Dakarmidi- Qu’est-ce qui distingue l’homme de l’animal ? Question terrible, complexe et insoluble tant l’immédiat, l’apparence ou l’évidence devient un danger pour la pensée libre et soutenue.
Si nous voulons saisir l’humaine condition sous un jour nouveau, il serait judicieux de l’appréhender sous la grille psychologique. Ce qui donne tout son sens à la problématique de la peur. Qu’est-ce que la peur ? Qui éprouve ce sentiment qui rend coi ? Peut-on traverser l’existence sans être habité par ce sentiment ?
Au regard d’une approche historique, nous pouvons dire que la peur a l’âge de l’humanité. Si elle peut avoir comme déclinaison l’anxiété, le désarroi, le sentiment d’abandon, le pressentiment d’une menace qui pourrait mettre notre vie en danger, c’est qu’elle tient plus au psychisme qu’à une quelconque réalité physique. La conscience de sa présence au monde laisse édifier ce saisissement que quelque chose plane sur nous. Suis-je le maître de moi-même dans cet immense espace dont le silence me trouble ? La peur a une dimension métaphysique. Blaise Pascal n’est pas loin de la problématique en parlant de frayeur.
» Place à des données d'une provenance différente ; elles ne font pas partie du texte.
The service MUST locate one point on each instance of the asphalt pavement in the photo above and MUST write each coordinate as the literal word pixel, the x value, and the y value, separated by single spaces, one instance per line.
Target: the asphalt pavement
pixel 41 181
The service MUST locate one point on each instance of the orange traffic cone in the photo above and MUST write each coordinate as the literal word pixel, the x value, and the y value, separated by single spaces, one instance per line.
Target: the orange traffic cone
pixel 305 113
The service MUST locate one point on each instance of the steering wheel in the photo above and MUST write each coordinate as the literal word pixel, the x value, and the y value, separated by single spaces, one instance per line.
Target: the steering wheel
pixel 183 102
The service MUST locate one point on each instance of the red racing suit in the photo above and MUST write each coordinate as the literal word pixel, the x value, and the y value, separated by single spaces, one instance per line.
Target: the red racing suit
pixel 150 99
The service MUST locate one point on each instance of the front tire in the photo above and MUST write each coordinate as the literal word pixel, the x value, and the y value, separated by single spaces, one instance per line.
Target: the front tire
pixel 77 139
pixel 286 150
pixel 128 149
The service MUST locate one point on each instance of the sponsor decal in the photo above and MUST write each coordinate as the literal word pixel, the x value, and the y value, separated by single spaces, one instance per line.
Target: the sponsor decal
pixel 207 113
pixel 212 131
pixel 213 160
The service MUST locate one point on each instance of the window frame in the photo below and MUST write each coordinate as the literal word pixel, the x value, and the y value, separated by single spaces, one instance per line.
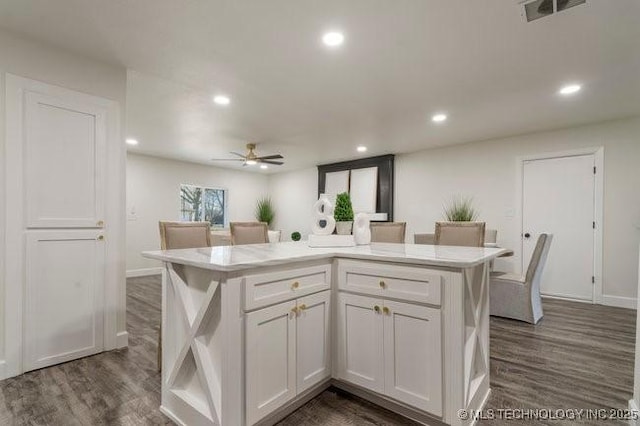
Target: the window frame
pixel 225 209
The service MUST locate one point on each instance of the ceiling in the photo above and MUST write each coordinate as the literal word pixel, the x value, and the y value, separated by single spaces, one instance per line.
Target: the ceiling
pixel 403 60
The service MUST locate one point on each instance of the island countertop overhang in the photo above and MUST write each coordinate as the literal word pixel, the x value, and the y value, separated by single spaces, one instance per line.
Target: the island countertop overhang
pixel 242 257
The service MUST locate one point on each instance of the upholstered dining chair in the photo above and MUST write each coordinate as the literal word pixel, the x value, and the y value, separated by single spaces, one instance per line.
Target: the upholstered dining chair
pixel 179 235
pixel 388 232
pixel 469 234
pixel 248 233
pixel 424 239
pixel 518 297
pixel 491 236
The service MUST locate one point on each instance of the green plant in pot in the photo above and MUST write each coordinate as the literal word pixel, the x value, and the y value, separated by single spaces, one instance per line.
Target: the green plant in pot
pixel 460 209
pixel 265 211
pixel 343 214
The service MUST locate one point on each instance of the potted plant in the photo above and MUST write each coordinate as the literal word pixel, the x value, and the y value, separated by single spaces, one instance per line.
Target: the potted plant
pixel 343 214
pixel 266 213
pixel 460 209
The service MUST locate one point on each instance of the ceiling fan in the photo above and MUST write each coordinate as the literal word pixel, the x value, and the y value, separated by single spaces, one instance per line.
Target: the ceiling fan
pixel 250 158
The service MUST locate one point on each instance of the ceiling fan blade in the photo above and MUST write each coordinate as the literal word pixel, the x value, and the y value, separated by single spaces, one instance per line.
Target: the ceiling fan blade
pixel 271 157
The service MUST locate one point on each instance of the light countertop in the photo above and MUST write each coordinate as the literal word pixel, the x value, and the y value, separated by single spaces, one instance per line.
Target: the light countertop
pixel 235 258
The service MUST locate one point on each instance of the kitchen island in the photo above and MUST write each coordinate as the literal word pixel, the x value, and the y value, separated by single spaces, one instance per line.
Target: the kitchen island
pixel 250 333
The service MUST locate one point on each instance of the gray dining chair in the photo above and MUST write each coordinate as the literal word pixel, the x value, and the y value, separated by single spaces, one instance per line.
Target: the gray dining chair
pixel 470 234
pixel 518 297
pixel 249 233
pixel 424 239
pixel 388 232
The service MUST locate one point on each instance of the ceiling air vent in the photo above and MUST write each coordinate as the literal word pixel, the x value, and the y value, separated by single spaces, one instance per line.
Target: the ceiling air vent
pixel 537 9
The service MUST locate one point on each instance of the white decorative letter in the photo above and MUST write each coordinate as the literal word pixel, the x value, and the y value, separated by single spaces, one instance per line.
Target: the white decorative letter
pixel 361 230
pixel 323 211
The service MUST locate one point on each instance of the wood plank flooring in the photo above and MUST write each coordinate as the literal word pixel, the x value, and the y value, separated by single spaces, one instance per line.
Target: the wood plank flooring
pixel 579 356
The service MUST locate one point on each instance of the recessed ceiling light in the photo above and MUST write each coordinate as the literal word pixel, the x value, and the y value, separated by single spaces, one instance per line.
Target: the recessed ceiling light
pixel 221 100
pixel 333 39
pixel 439 118
pixel 570 89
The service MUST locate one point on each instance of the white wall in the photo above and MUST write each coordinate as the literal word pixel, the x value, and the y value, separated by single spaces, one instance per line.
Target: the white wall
pixel 486 170
pixel 54 66
pixel 153 192
pixel 293 195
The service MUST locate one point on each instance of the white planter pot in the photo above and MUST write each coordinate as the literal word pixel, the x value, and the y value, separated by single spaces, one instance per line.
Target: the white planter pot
pixel 344 228
pixel 274 236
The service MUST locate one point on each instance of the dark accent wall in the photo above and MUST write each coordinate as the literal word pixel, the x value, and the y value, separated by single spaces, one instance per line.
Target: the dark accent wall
pixel 385 165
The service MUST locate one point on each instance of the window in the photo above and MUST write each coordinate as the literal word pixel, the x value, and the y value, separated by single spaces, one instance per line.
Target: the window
pixel 198 203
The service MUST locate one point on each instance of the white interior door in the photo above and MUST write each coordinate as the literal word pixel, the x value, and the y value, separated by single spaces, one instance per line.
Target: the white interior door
pixel 559 198
pixel 63 296
pixel 313 340
pixel 64 162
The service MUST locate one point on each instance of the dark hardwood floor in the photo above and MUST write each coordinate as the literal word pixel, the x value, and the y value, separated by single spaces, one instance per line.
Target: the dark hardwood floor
pixel 580 356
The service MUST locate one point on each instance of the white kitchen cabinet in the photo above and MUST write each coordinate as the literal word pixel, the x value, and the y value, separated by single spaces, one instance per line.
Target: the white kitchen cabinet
pixel 392 348
pixel 413 355
pixel 313 340
pixel 360 333
pixel 287 352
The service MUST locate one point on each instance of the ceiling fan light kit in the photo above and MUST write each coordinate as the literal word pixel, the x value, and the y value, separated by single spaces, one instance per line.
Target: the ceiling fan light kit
pixel 250 158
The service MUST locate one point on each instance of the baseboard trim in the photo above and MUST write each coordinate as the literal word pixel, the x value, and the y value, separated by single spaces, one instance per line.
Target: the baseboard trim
pixel 392 405
pixel 634 411
pixel 134 273
pixel 620 301
pixel 122 339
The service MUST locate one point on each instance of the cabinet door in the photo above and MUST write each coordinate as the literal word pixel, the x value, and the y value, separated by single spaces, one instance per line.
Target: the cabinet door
pixel 360 352
pixel 412 355
pixel 64 162
pixel 270 359
pixel 313 340
pixel 64 296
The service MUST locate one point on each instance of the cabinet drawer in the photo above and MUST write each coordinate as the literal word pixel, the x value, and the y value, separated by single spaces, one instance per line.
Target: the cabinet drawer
pixel 274 287
pixel 414 284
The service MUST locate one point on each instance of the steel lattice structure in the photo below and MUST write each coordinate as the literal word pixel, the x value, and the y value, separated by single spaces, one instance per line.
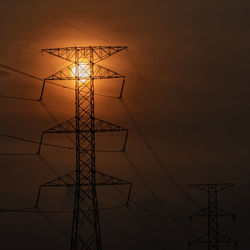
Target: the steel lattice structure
pixel 213 238
pixel 86 232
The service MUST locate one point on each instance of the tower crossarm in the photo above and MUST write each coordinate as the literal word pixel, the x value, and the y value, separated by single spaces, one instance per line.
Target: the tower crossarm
pixel 68 180
pixel 98 53
pixel 69 126
pixel 101 180
pixel 213 187
pixel 69 73
pixel 219 212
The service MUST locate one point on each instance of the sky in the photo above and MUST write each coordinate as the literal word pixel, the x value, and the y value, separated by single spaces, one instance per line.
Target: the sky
pixel 187 74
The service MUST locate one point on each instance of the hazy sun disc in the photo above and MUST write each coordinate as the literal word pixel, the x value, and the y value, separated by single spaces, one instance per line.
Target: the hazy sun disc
pixel 83 72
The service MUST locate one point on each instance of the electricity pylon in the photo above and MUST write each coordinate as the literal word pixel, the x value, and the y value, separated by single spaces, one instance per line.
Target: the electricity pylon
pixel 213 238
pixel 85 233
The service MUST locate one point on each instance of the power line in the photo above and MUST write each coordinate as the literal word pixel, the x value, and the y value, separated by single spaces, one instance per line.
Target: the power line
pixel 32 76
pixel 157 199
pixel 32 141
pixel 19 45
pixel 155 155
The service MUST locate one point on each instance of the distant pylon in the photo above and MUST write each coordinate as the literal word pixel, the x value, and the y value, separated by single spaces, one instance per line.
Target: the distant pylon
pixel 213 238
pixel 86 232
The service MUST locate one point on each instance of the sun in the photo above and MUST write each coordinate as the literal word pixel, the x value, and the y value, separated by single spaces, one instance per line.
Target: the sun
pixel 83 72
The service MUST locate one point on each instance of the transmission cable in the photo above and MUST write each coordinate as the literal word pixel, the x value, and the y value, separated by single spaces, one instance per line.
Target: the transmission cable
pixel 32 141
pixel 155 155
pixel 157 199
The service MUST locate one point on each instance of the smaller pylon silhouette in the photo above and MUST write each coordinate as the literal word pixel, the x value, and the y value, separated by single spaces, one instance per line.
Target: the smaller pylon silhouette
pixel 213 239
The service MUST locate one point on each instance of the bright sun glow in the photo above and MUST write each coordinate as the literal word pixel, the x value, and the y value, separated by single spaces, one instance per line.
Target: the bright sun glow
pixel 84 72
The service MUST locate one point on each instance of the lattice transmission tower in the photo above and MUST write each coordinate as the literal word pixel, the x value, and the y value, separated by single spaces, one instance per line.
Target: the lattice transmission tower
pixel 86 232
pixel 213 239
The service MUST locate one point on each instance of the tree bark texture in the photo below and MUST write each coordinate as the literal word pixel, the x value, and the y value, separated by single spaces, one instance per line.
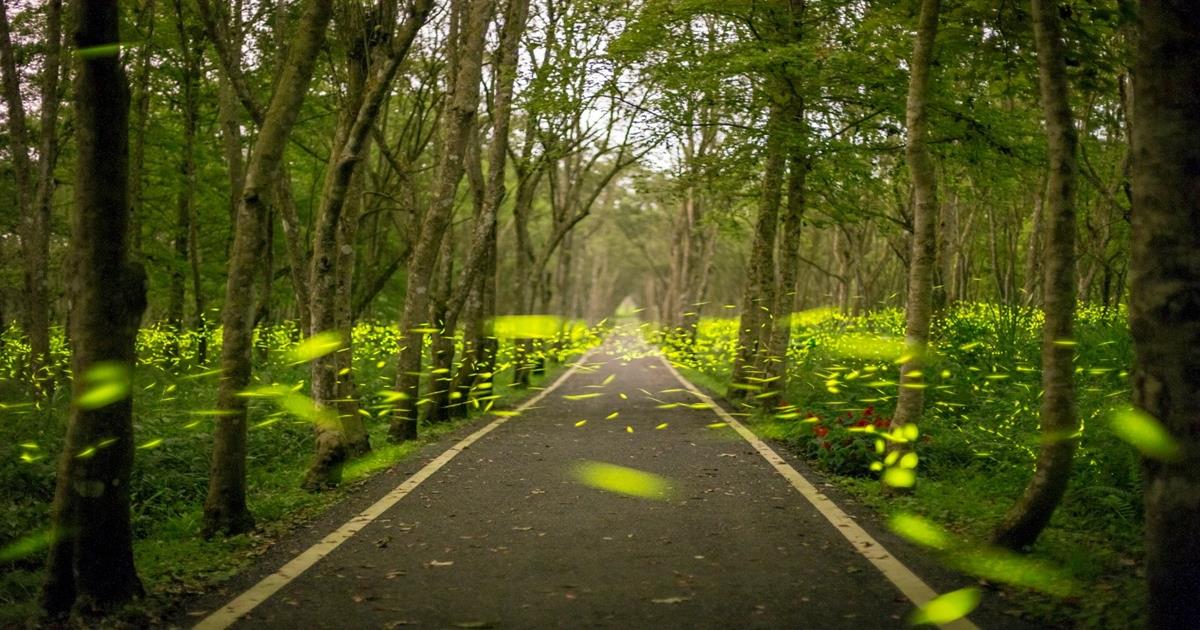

Avant d’aller plus loin, disons que la peur est un sentiment comme la joie. Elle est de l’ordre de l’impalpable, de l’insaisissable.
Ma peur révèle le sens que j’ai de l’écart entre ce qui m’englobe et moi-même. Donc la peur n’est pas un non-sens, un vide psychologique. Elle a tout d’un contenant plein de son contenu. De par sa plénitude dans les entrailles de l’homme, la peur devient un état qui, loin de rabaisser l’homme, l’élève dans ce qu’il est : un être fragile.
C’est l’homme qui a peur sinon il n’y a rien est l’expression pleine de sens de l’artiste comédien du nom de Gohou. La peur est humaine.
La fragilité se décline dans l’absence de mot pour nommer la chose qui fait peur dans l’instant où elle se dévoile à nous ne serait-ce que le temps fugace d’un clignement de l’œil. Il y a dans la peur un sentiment de désespoir. La métaphore de l’engloutissement sans possibilité de se sauver est ce qui rend mieux compte de l’effroi qui est l’autre nom de la peur.
Javert et Jean Valjean sont deux figures que Victor Hugo a su distribuer de part et d’autre de la précaire zone où s’exprime une partie de notre humanité : la conscience.
Qui se surprend à penser est déjà saisi par ce qui le dépasse. La nuit est sombre et la terreur y dicte sa loi. Mais le jour aussi n’est pas innocent de toute frayeur. Dans l’obscurité comme sous la lumière, l’homme est habité par quelque chose de profond.
Avec tout ce que nous venons de dire, l’homme ne peut pas vivre dans un présent où il revisite le passé et appréhende l’avenir sans connaitre ce sentiment qui peut prendre autant de couleurs que l’appareil auditif en prend pour les sonorités.
Qu’en est-il de la peur de soi et de l’avenir ? Nous pourrons y revenir très prochainement.